After a tough December, the markets rallied in January. Fears about inflation faded, and hopes that the Fed would hike rates more slowly—or even start cutting them—dominated markets as signs of economic weakness appeared. But this bad economic news was good news, as long-term rates pulled back, supporting financial markets.
Stock markets. For the actual numbers, U.S. stock markets gained substantially for the month, ranging between a 2.93 percent gain for the Dow and a 10.72 percent gain for the Nasdaq, with the S&P 500 in the middle with a gain of 6.28 percent. International markets also did well, with both developed and emerging markets up around 8 percent. Even fixed income had a strong start to the year, with the Bloomberg U.S. Aggregate Bond Index up 3.08 percent.
Interest rates. The reason for the universal gains was a pullback in interest rates. With inflation starting to pull back, and with the headline CPI figure coming in negative for the month, markets started to price in slower rate increases from the Fed. This took the yield on the 10-year U.S. Treasury note from 3.88 percent to 3.52 percent during January—a significant drop. Lower interest rates typically mean higher stock and bond values, and that is just what we saw. Looking back, lower rates appeared reasonable. In fact, the Fed increased rates only 25 bps, instead of the recent, typical level of 50 bps, at its last meeting.
The economy. While financial markets did well last month, the economy continued to show signs of weakness. Consumer spending slowed for the second month in a row at the end of last year. Business sentiment ticked down to recessionary levels, even as housing continued to suffer from higher mortgage rates. Looking back, it appeared that the Fed’s rate increases were indeed slowing the economy, and a recession looked likely in the next couple of months.
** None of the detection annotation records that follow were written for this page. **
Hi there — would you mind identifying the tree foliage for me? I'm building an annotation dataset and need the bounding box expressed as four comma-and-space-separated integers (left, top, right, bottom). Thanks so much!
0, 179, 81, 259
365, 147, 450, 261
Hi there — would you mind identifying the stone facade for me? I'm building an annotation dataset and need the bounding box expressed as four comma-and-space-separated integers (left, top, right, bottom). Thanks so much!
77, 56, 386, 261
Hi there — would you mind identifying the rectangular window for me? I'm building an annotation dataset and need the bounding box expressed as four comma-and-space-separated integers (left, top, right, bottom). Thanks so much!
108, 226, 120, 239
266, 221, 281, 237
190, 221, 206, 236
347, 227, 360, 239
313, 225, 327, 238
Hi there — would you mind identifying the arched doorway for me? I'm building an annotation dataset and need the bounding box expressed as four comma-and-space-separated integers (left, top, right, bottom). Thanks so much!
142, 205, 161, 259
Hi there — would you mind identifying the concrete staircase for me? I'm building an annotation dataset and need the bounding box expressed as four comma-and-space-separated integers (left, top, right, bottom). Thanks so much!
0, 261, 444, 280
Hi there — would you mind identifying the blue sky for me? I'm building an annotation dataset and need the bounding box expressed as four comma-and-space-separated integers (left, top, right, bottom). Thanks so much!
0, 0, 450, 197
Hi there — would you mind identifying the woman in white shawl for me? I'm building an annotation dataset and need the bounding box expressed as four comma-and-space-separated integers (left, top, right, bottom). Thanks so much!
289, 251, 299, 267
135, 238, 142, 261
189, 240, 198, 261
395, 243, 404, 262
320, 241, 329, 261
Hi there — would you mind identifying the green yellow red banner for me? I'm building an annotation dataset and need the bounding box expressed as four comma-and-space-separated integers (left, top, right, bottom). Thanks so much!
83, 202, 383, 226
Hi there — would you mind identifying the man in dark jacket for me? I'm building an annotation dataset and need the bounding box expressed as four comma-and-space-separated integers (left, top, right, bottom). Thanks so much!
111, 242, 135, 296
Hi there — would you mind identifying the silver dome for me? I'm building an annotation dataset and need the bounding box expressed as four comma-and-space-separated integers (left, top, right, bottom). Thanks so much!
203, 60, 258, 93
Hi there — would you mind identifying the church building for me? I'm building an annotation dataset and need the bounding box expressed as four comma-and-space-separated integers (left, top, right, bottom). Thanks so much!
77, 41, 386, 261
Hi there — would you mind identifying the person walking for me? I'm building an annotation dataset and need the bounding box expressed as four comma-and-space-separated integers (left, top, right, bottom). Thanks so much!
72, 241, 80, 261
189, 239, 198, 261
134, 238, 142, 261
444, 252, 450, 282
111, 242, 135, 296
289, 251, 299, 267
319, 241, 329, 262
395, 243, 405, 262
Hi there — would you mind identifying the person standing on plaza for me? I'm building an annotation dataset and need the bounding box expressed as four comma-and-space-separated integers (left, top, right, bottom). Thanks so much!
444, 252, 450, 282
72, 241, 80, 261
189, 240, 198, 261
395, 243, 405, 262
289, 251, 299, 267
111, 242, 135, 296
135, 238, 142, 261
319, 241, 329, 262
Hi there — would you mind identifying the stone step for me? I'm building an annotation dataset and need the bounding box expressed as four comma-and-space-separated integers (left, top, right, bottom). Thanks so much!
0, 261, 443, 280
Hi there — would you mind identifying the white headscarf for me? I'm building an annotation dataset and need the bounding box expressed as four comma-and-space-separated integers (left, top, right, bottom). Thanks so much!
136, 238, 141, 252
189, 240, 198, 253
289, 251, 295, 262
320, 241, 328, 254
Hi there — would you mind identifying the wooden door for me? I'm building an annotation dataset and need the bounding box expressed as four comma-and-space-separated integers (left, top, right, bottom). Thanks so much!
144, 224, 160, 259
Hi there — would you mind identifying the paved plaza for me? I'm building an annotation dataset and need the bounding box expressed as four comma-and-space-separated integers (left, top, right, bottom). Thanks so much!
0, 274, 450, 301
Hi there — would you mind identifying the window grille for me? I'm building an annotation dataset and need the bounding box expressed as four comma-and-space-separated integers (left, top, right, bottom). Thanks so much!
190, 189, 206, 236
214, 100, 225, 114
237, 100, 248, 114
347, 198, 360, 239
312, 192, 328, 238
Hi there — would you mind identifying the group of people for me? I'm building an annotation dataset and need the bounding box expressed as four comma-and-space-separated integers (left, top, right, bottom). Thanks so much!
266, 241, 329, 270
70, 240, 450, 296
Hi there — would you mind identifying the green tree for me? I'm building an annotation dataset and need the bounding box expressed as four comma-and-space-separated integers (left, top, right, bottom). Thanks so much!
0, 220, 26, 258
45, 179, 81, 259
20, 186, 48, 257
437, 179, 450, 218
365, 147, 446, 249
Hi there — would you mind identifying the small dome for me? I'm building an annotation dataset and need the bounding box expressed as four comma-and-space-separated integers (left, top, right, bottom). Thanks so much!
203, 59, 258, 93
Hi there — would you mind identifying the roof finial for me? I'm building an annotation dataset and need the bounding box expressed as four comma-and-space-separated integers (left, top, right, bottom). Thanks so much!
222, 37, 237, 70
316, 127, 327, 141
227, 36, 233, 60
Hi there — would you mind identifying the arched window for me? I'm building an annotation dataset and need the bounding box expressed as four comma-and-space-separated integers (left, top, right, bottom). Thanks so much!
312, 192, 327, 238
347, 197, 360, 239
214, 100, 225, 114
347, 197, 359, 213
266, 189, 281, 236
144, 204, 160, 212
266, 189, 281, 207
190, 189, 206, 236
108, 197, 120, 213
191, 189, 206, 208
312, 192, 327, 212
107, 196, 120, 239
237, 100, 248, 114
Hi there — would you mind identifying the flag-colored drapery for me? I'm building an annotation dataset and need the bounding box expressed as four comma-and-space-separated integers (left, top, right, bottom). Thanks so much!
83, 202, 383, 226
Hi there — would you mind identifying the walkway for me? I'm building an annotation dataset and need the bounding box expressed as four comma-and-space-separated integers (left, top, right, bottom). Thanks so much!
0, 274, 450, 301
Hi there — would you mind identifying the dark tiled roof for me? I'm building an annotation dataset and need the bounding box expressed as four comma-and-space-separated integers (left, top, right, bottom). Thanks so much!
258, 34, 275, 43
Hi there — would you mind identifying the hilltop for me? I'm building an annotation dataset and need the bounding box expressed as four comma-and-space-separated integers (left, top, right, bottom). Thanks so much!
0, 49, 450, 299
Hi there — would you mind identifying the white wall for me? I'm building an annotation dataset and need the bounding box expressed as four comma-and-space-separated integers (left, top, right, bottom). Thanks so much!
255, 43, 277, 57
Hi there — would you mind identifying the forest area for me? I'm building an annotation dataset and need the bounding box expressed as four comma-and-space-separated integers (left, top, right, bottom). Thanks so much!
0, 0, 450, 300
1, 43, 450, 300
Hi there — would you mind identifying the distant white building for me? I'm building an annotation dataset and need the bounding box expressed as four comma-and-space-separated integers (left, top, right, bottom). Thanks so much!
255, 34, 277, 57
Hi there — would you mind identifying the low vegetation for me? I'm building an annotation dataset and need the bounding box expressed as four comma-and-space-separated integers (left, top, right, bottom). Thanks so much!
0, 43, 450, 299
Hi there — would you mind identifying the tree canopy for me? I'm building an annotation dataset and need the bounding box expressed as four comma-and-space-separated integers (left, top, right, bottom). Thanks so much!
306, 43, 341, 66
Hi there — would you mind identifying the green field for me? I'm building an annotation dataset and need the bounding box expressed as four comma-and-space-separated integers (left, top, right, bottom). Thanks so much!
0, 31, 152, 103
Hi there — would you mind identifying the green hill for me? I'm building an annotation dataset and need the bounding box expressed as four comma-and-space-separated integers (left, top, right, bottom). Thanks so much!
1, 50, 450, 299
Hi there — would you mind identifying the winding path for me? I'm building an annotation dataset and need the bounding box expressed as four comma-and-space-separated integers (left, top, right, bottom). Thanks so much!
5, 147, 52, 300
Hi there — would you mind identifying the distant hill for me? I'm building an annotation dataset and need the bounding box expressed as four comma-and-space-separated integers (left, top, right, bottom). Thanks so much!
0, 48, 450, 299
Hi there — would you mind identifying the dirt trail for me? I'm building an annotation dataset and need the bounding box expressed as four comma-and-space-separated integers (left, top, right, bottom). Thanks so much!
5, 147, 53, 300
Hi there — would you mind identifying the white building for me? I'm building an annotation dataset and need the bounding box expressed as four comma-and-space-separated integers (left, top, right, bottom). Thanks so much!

Job growth. February’s data, however, changed the outlook that supported markets last month. Job growth came in well above expectations, and business sentiment bounced back into positive territory for the service sector. Any recession looks less likely now, especially in the short term, which is good news for the economy. But it will be a headwind for financial markets.
While it appears that inflation will keep dropping, the shockingly strong jobs report at the start of February put the Fed back on edge, and it will likely push rates higher than we thought. This will be a headwind for markets this month, as the decline in rates may pause or even reverse.
Earnings and valuations. Even if rates reverse, there may be some good news. With the economy looking somewhat less weak, earnings may do better than expected. While the current data shows that they are beating expectations, it is by much less than usual. With a stronger economy, those beats may increase.
While earnings are likely to do better against expectations, valuations are likely to adjust down if rates rise again. We should get more color on this as Fed officials continue to comment and as the inflation data evolves. Looking forward, markets may face more headwinds and will likely not do as well as they did in January.
In the short term, the economy appears to be improving, but markets may struggle as the Fed continues to prioritize bringing inflation down. February is likely to be tougher for markets than January was. At the same time, as we look a bit further forward, a strong January has historically been a positive sign for the year as a whole. We can reasonably expect more volatility in the short term, but the longer-term picture remains more positive.
Political and international risks. Beyond the economic and policy angles, February faces challenges from politics. The federal debt ceiling was hit again in January, and the Treasury is now using extraordinary measures to pay the bills. While this will be resolved, it will likely be at the last minute (as it has been before). Until then, the rising uncertainty will also weigh on markets. With the Ukraine war underway and China’s Covid-19 reopening still uncertain, there are multiple risks that will also act as market headwinds this month.
The Bottom Line
Looking back, January had bad economic news but good market results. February may well be the reverse. Even if it is, the prospects for the rest of the year continue to look good. And that is the bottom line here. While we do have headwinds, the strong January reflected real improvements in multiple areas. Looking forward, we should see the same kind of economic resilience over time as those improvements continue.